Я спросила почему, и он ответил, что не хотел «неприятностей».
Снова это слово. НЕПРИЯТНОСТИ. Словно приют для беженцев, а не безработица, демографический кризис и запустение были главной проблемой в Урмберге.
Я хотела понять и спросила: КАКОГО РОДА неприятностей. Стефан не ответил на вопрос. Вместо этого он пошел к холодильнику, достал банку с пивом, открыл и вернулся на стул.
(Меня затошнило о запаха немытого тела. Но, несмотря на запах, Стефан был мне симпатичен. Наверно, из-за той нежности в голосе, с которой он говорил о детях. Или из-за страха в глазах, когда он назвал сына «хрупким».)
П. еще раз спросил, точно ли Стефан уверен, что никогда не посещал приют в девяностые.
Стефан заглотил приманку. Сказал, что НИКОГДА не был там.
Тогда П. достал старый документ, который раздобыл Андреас. Там говорилось, что Стефан выполнял столярные работы в приюте пять раз в 1993 году.
Стефан сначала смутился, но потом ответил, что, должно быть, запамятовал.
Больше нам ничего узнать не удалось. Вернулась Мелинда. Пухленькая девушка-подросток, вульгарно накрашенная и дешево одетая. Стефан не стал нас провожать. Даже не попрощался. Только открыл еще одно пиво.
Несмотря на симпатию, которую он вызывает, я склонна согласиться с Петером. Поведение Стефана подозрительно. Зачем лгать, что он не работал в приюте?
Что-то тут не так.
Стефан Ульссон что-то скрывает.
Книга падает у меня из рук. Грудь сдавливает, словно тисками. Такое ощущение, что воздух просачивается внутрь через трубочку.
Не может быть.
Это неправда.
Они не могут всерьез думать, что папа имеет отношение к убийству.
На часах почти девять вечера, когда мы подъезжаем к красному домику Берит Сунд. В окнах горит свет. Дым плавно поднимается из трубы и рассеивается в морозном воздухе.
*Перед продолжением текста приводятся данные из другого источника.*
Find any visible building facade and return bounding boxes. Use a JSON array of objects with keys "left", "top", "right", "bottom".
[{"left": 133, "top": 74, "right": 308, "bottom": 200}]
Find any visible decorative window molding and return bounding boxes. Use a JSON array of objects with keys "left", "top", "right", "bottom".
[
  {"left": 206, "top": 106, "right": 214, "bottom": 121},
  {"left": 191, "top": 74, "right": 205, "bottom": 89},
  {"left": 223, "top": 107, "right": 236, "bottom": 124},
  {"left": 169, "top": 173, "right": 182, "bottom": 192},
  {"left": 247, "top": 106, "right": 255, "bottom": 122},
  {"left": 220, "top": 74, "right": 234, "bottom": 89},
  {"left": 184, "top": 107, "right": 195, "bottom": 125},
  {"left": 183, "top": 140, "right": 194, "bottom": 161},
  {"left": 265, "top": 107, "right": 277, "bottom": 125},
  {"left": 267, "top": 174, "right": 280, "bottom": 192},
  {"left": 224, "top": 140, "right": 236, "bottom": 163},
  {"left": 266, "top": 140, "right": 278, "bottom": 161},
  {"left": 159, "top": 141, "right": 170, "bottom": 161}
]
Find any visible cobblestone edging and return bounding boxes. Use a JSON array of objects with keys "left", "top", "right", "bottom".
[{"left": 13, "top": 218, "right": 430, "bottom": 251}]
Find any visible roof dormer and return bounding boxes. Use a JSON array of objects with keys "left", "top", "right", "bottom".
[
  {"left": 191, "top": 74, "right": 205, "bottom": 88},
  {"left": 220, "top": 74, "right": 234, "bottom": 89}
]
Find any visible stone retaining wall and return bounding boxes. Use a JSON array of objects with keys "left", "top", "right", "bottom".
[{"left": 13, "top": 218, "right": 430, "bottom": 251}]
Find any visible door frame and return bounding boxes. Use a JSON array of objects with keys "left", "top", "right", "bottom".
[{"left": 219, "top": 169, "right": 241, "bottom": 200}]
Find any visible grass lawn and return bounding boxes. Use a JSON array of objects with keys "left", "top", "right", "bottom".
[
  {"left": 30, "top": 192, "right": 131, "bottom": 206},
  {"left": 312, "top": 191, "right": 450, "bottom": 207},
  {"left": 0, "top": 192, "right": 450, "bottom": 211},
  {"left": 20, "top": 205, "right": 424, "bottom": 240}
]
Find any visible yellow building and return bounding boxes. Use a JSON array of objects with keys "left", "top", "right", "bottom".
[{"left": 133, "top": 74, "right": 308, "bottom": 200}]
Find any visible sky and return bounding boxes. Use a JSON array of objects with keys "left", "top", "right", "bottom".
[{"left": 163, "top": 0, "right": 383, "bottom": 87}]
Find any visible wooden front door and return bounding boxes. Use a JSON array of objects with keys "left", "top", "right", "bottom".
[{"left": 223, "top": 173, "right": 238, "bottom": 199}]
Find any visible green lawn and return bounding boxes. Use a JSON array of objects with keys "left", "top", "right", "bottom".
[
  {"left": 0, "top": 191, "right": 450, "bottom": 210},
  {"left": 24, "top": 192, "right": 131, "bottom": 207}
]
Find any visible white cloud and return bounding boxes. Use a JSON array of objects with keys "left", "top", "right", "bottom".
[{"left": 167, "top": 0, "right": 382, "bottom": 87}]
Всю дорогу из Гнесты мы разговаривали – об Эсме, о войне в Боснии, о Нермине. И пытались понять, как ее медальон попал к Ханне. Если, конечно, это тот самый медальон.
Увидев его на фото дома у Эсмы, я так решила, но сейчас уже ни в чем не уверена.
По пути к дому снег скрипит под ботинками.
Андреас стучит в дверь. Мы ждем, но никто не открывает. Слышно только собачий лай.
– Думаю, Берит плохо слышит. Может, тебе…
Андреас кивает и, не давая мне договорить, принимается стучать кулаком в дверь. Через пару секунд раздаются шаги, и Берит открывает. На голове у нее бигуди, поверх которых повязан платок. Теперь собака прекратила лаять, но высунула нос в дверь и принюхивается.